That is a dark picture. A bright one was vividly painted to the writer by Mrs. Edward McDowell, who is devoting herself to the interests which aroused her great husband’s greatest enthusiasm: the development and democratization of music in America. The remarkable success of the Peterboro pageant is well-known throughout the country, and yet as Mrs. McDowell pointed out, the people who worked so hard and who so artistically rendered the music and dances and dramatic action were the townsfolk and laborers of a small New England village. With the achievement of this pageant in mind, Mrs. McDowell after a visit to the Chicago playgrounds in the immigrant districts was enthusiastic over what might be done with the coöperation of the Bohemians, Germans, Scandinavians, Italians and Poles and other art-loving nationalities.

In almost all towns and cities there are free public libraries. In a growing number there are institutes in which painting and sculpture are exhibited without charge; and do we not see, here and there, the beginnings of a movement to present good music, either without charge or at a cost so small as to place it within the reach of all?

In this development of the passion for good music through coöperation among the people, we are just beginning to recognize the needs of the negroes who, by poverty or the sharp color line, have been excluded from the proper encouragement of their own talents and tastes. The Music School Settlement for Colored People in New York City is becoming the nucleus of a recreation center for colored people in which the dramatic and musical instincts of the race will be developed in an interesting and creditable way. But it is not alone in the effect it has on the colored people that the Settlement may be said to have demonstrated its usefulness; it has also been the means of interesting an increasing number of white people in the needs and aspirations of the colored. It is only by mutual understanding and sympathy that the negro question can be solved. The Music School Settlement for Colored People is trying in its own way to help in the solution of this grave social problem. The officers of the Settlement include men and women, and women have been generous contributors to the support of its work.

Motion Pictures

As the moving-picture “show” creeps into every crossroads village and multiplies in the cities, it becomes the people’s theater. In proportion as a theater is educational or demoralizing in its influence, the “movie” becomes the people’s school. What lessons do the people learn there or is the influence of the movie negative?

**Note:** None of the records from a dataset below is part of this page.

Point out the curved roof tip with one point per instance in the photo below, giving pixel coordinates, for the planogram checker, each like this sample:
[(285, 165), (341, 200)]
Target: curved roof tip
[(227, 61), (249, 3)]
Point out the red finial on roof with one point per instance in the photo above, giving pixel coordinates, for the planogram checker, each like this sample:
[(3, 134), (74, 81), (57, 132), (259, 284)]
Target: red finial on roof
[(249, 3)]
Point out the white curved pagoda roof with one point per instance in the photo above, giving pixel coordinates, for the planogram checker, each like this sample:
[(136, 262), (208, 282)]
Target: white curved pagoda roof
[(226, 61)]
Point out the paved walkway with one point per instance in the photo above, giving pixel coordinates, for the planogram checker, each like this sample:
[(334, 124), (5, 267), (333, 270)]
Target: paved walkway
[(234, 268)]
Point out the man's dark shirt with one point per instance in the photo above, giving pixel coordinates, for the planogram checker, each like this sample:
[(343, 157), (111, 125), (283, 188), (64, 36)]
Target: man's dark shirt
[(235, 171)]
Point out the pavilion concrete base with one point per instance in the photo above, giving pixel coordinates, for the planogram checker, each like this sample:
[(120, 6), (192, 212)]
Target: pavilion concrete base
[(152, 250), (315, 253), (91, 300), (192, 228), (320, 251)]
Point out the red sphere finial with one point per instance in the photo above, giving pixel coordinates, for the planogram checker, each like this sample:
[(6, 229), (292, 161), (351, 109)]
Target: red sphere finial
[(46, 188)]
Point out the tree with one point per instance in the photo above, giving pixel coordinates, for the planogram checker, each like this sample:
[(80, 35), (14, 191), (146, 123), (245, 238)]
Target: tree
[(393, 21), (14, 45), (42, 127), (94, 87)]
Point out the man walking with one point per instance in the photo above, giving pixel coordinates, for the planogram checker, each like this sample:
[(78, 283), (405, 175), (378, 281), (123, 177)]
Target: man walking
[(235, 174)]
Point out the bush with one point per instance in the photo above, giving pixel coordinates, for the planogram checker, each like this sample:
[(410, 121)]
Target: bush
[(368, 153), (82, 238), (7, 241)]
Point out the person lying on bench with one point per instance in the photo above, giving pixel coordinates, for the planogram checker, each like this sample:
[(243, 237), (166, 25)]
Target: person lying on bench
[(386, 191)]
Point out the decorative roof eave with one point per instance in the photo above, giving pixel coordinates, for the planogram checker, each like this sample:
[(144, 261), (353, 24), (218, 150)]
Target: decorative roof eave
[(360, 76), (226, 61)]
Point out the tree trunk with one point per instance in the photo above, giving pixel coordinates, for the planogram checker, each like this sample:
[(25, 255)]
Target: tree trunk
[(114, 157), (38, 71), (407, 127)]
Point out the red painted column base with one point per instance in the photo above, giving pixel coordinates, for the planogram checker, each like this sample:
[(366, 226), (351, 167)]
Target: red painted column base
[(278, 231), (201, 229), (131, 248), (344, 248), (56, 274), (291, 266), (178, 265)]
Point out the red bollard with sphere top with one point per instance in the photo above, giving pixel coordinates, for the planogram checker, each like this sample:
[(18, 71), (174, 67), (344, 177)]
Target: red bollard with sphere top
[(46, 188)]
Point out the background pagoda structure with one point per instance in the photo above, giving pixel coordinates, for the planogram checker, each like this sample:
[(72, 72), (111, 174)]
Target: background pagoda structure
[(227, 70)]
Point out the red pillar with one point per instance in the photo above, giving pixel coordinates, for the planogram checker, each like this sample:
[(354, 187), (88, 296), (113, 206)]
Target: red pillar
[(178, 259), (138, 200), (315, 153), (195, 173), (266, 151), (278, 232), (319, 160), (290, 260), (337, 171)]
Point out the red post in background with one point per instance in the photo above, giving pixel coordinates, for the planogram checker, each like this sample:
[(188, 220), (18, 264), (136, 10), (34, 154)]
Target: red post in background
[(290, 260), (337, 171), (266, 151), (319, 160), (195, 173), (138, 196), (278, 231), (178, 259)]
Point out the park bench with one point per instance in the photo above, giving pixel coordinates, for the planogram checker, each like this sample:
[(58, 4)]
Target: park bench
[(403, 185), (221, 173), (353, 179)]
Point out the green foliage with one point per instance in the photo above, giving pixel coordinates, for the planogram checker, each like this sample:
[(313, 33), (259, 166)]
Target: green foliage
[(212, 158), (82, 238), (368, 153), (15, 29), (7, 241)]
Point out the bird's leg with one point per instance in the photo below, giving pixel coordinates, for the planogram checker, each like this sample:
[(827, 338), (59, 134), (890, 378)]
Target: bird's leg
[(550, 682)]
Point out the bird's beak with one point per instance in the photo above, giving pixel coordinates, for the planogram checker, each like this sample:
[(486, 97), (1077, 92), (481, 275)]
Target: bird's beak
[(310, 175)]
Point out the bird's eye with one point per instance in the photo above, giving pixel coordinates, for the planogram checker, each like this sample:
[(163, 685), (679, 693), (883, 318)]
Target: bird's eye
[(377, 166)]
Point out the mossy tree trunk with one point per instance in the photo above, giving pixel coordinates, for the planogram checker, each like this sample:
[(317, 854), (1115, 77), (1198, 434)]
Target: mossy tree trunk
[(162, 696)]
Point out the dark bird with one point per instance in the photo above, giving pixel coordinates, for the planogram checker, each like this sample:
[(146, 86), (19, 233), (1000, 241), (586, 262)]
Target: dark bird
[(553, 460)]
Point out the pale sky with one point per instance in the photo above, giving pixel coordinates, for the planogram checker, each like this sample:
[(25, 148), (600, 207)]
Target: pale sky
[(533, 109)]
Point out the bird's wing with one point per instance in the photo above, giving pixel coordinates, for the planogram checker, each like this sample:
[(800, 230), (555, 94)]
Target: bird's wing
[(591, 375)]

“What kind of motion pictures do you like best and why?” was put recently to more than 2,000 school children in the grammar grades of Providence, Rhode Island. Mrs. Dwight K. Bartlett, who conducted this investigation for the Rhode Island Congress of Mothers, classified the replies as follows:

Grade5678Totals.
Comedy859099100374
Western or cowboy192211186146735
Educational95183317312907
Drama25343644139
Do not attend20444745156
Crime519192972
2383

The influence exercised by certain pictures is exemplified by some of the answers Mrs. Bartlett received.

A sixth-grade child said, “A child that goes in and sees exciting pictures comes out excited and starts playing what we saw and becomes wild.”

“Western pictures sometimes make youths go out West to become cowboys and run away from home.”